Trump’s tariffs will increase U.S. shoppers’ grocery bills

July 28, 2025
Fruit and vegetables in baskets on kitchen island

Photo by Kay Bell

The Trump administration continues to work on tariff deals, or ultimatums depending on your point of view. The latest is the agreement under which the European Union will face 15 percent tariffs on most of the bloc’s exports to the United States.

Most of us here in America, however, are waiting for what might happen Aug. 1. That’s the day that more tariffs on imports into the United States from more than 80 countries are scheduled to go into effect.

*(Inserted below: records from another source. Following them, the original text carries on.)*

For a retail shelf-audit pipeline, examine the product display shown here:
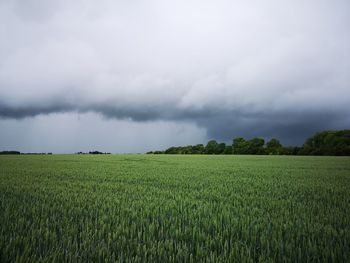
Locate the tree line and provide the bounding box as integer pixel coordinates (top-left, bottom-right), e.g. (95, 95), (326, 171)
(147, 130), (350, 156)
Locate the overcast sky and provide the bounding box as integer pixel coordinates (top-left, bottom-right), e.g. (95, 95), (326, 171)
(0, 0), (350, 153)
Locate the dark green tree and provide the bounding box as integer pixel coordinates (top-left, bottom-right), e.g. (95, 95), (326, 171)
(205, 140), (218, 154)
(266, 138), (283, 154)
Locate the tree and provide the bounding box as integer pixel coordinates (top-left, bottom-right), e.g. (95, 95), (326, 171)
(192, 144), (205, 154)
(205, 140), (218, 154)
(215, 143), (226, 154)
(232, 137), (248, 154)
(224, 145), (232, 154)
(266, 138), (283, 154)
(248, 137), (265, 154)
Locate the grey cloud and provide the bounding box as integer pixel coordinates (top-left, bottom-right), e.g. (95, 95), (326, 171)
(0, 0), (350, 148)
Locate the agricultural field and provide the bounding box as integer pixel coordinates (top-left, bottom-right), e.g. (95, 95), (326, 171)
(0, 155), (350, 262)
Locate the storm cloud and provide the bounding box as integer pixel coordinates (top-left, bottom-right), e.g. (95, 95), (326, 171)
(0, 0), (350, 153)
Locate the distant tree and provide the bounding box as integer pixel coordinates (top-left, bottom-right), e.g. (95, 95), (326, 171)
(248, 137), (265, 154)
(232, 137), (248, 154)
(205, 140), (218, 154)
(215, 142), (226, 154)
(224, 145), (232, 154)
(300, 130), (350, 155)
(0, 151), (21, 155)
(266, 138), (283, 154)
(192, 144), (205, 154)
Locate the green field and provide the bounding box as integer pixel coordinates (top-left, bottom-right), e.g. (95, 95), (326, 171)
(0, 155), (350, 262)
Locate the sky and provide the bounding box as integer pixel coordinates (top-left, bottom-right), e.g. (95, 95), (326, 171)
(0, 0), (350, 153)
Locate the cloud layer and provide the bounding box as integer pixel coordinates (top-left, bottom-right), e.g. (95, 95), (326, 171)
(0, 0), (350, 146)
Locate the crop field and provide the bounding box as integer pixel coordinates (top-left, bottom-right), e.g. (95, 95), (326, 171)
(0, 155), (350, 262)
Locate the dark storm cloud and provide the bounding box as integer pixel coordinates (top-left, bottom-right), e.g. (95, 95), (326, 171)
(0, 0), (350, 146)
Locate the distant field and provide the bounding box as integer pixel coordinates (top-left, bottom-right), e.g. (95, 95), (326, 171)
(0, 155), (350, 263)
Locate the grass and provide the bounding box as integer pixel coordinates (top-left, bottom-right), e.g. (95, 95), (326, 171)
(0, 155), (350, 262)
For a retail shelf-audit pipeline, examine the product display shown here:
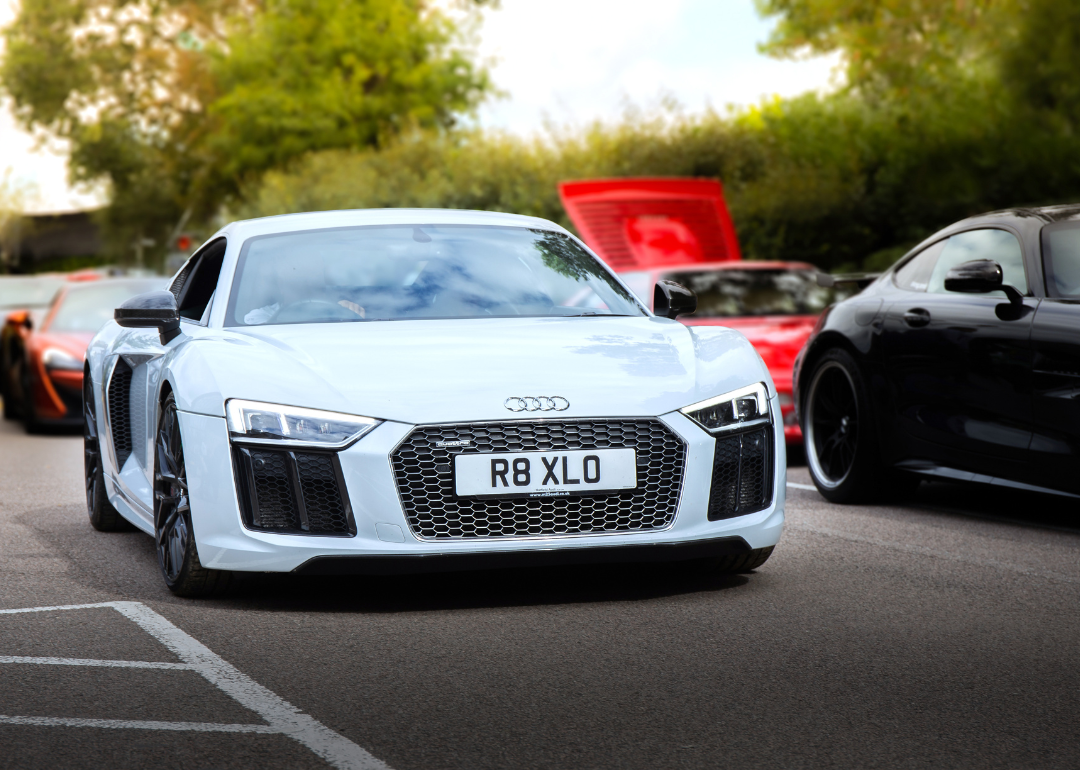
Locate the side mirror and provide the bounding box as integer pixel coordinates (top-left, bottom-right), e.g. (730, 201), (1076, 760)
(652, 281), (698, 319)
(945, 259), (1023, 302)
(112, 289), (180, 345)
(6, 310), (33, 332)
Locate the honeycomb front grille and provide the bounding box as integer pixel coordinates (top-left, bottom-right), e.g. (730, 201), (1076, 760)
(108, 357), (132, 470)
(391, 419), (686, 540)
(708, 425), (772, 522)
(234, 446), (356, 536)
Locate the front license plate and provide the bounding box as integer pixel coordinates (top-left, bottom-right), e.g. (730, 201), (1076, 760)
(454, 449), (637, 497)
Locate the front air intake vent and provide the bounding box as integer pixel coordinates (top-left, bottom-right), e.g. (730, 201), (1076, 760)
(233, 446), (356, 537)
(108, 357), (132, 471)
(708, 425), (772, 522)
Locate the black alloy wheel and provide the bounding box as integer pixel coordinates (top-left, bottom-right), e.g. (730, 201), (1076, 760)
(153, 393), (231, 596)
(807, 361), (859, 487)
(802, 348), (919, 503)
(82, 372), (134, 532)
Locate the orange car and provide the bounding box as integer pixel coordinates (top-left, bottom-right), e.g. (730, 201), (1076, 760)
(0, 279), (164, 432)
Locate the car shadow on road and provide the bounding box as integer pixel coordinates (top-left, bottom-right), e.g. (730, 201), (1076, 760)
(215, 564), (753, 612)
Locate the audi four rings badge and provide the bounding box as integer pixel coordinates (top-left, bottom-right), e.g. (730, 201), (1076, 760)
(502, 395), (570, 411)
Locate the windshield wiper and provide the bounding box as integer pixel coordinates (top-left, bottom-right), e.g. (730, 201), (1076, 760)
(559, 310), (633, 319)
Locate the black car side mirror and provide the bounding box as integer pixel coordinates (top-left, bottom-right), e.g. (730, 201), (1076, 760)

The White House argues that its international trade approach will help revitalize U.S. manufacturing. But, as a recent Tax Foundation analysis notes, a variety of food imports are also impacted by the tariffs, and these will likely lead to higher food prices for consumers.

Imported edibles: If you are watching the price of avocados from Mexico as closely as I am, this is disturbing news. Our neighbor to the south is tops the list of food exporters to the United States, followed by Canada, the EU, Brazil, and China.

Those five nations, says the Washington, D.C.-based tax policy think tank, account for 62 percent of the United States’ total food imports.

In 2024, the Tax Foundation notes that the United States imported about $221 billion in food products, 74 percent of which ($163 billion) faced Trump tariffs.

While these imports currently face tariff rates ranging from 10 percent to 30 percent, they will exceed 30 percent for some countries if the reciprocal tariffs go into effect on August 1.

North American ag issues: There is, to borrow a recipe reference, a dash of good news for at least for some edibles. Covered goods under the United States-Mexico-Canada Agreement (USMCA), which replaced the North American Free Trade Agreement (NAFTA) in Donald Trump’s first term, are exempt from the tariffs.

That means that around 63 percent of agricultural imports from Canada and Mexico can continue to come into the United States tariff-free.

But food imports that aren’t covered under USMCA are facing tariff rates of 25 percent, which are scheduled to increase to 35 percent and 30 percent for Canada and Mexico, respectively, by August 1.

EU effects: Accounting for those exemptions, the Tax Foundation pie chart below shows the total food imports subject to the tariffs by country, with EU imports the most affected.

Eu-canada-and-mexico-food-imports-most-impacted-by-the-tariffs_Tax-Foundation-jpg

In terms of specific products, the top five food imports to the United States facing tariffs, in order, are liqueurs and spirits, baked goods, coffee, fish, and beer. These products accounted for about 21 percent of total food imports in 2024, or $46.5 billion.

Sure, some of those products we can get domestically. But they may not be perfect replacements for the imported products.

And others just aren’t replaceable.

Yes, we have no bananas: Or, as Rep. Madeleine Dean, a Democrat whose district includes northern Philadelphia suburbs, told Commerce Secretary Howard Lutnick at a June 5 House Appropriations Committee hearing “we cannot build bananas in America.”

   

   
So, look for your grocery bill to go up next month.

Unless, of course, another food-related tariff acronym comes into play: TACO, or Trump Always Chickens Out.